A few years ago I picked up Maximum Fantastic Four, an impressive and fascinating comic book experiment.
The idea was conceived and shepherded by author Walter Mosley, as excerpted above, in an attempt to rediscover what it was about comic books - specifically the early Marvel Comics of the 1960s, and even more specifically the earliest issues of The Fantastic Four - that so affected him as a child. I think we can all relate: Whatever we may think of, and to whatever degree we may enjoy, the comics we currently read, it's usually not with the same sense of magic and wonder with which we read when we were young.
Part of this is certainly due to us being older, and wiser, and less easily open to the wild, magical charms of these tales; when asked about the Golden Age of Comics, Mark Waid's famous answer is that the Golden Age is the comics you read when you were twelve years old. But Mosley also hits the nail on the head when he brings up the issue of relative size. When we were children, lying on the floor, the comic book spread flat in front of us, the pictures seemed huge. And every picture, every frozen moment in time, seemed an entire world ... if you just looked closely enough.

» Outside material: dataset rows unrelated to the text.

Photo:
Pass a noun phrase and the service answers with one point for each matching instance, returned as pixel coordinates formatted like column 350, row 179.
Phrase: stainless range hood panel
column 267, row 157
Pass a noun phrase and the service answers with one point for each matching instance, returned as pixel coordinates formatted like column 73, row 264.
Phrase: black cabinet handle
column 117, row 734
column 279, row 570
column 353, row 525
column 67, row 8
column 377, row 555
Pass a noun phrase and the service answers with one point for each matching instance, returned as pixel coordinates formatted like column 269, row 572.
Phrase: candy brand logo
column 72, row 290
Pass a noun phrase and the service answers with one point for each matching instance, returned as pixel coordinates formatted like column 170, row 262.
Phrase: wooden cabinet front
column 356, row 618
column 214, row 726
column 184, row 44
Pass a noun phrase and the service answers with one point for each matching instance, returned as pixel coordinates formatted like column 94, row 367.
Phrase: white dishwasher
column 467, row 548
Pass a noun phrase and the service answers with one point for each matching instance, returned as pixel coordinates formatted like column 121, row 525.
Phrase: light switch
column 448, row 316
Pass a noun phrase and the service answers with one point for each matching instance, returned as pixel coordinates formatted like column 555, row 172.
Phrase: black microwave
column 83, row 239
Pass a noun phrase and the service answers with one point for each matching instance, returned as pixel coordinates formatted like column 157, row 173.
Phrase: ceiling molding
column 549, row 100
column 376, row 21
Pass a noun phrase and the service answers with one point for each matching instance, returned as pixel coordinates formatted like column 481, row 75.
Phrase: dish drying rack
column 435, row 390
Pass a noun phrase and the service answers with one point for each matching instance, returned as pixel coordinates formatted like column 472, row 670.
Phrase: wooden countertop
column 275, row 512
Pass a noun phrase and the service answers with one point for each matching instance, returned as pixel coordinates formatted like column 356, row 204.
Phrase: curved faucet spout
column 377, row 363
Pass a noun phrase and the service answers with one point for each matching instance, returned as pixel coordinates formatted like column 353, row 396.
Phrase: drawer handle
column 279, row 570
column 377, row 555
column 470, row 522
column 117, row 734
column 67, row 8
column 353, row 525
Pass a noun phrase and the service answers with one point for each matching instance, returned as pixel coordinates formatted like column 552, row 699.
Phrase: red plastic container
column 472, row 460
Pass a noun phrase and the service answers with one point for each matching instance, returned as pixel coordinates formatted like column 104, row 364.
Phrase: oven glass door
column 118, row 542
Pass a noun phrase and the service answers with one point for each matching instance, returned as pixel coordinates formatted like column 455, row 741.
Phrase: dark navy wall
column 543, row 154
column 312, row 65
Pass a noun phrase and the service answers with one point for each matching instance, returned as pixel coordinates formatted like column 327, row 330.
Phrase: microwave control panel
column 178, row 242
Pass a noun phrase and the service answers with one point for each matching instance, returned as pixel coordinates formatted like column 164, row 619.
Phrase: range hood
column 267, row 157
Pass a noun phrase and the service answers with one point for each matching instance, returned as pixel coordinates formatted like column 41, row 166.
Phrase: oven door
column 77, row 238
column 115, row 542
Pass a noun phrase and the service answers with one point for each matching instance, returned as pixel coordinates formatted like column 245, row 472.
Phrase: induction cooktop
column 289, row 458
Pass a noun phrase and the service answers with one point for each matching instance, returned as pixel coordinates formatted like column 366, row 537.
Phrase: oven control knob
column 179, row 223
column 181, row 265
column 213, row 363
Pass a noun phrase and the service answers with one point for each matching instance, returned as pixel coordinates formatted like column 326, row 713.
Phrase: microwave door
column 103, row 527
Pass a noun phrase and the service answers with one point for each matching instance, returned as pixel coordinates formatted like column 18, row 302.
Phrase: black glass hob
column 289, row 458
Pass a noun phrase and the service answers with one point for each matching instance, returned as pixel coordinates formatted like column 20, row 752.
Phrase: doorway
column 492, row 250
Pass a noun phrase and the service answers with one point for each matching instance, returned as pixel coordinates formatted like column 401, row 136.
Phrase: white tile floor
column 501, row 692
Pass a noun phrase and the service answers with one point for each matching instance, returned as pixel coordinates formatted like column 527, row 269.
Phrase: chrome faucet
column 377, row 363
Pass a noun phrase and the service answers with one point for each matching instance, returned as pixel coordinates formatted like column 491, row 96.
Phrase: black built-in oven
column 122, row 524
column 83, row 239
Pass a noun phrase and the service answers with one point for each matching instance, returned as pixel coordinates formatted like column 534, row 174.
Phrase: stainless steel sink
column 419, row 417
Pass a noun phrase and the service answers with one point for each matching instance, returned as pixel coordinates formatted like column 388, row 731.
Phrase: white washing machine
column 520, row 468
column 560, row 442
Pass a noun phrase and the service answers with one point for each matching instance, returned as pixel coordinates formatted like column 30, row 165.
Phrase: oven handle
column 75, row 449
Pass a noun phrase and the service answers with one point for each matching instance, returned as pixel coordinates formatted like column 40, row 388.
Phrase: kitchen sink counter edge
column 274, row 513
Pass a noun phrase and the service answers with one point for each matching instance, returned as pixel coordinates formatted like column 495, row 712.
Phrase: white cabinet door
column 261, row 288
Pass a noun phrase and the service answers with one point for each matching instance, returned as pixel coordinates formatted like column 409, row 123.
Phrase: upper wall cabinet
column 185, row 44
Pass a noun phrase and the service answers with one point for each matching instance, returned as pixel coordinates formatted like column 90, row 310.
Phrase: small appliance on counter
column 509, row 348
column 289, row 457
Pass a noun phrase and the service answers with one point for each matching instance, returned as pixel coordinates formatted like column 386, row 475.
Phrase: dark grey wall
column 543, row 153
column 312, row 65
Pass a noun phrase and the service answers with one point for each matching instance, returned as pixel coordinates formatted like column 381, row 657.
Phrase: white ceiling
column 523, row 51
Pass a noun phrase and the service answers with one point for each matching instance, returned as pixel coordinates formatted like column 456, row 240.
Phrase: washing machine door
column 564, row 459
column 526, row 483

This is also why I can't help but scoff when someone invariably complains about how short comics are these days; that they can read through an entire comic book in five minutes. News flash: Your reading speed is up to YOU. I picture these same goons making a speed run through an art gallery or museum, only glancing at each work to get the barest needed data: "Good. Good. Eh. Good. Weird. Lame. Fine. Good."
I can't say I'm never prone to the same behavior, and you can see why; it is in fact possible to make the words in comic books your focus, only glancing at the pictures to give us the necessary context - who, what, where, when - in which to frame those words. And a convincing argument could be made that's as it should be; that, like the rhythm section in a band, the art works best when it's acting in service to the whole without calling attention to itself.
But then, I enjoy listening to the bass line in a song, and I find a masterful drummer - one with a great beat, and the occasional interesting fill - exciting and energizing, something to pay attention to while still enjoying the whole. And when reading a comic - any comic - I always try to keep that in mind, and remember that each panel is in fact its own piece of art. Mosley's analogy of panels being paintings is accurate and insightful, because every frozen moment in time, every panel, was conceived as a unit by its artist. A unit as part of another unit (the page), and part of another unit (the comic book), and another (the series), and on and on ... but each picture, each box, is the smallest discrete piece in the work. And when the artist was first conceiving that, sketching that, drawing that ... it's certainly the world that he lived inside.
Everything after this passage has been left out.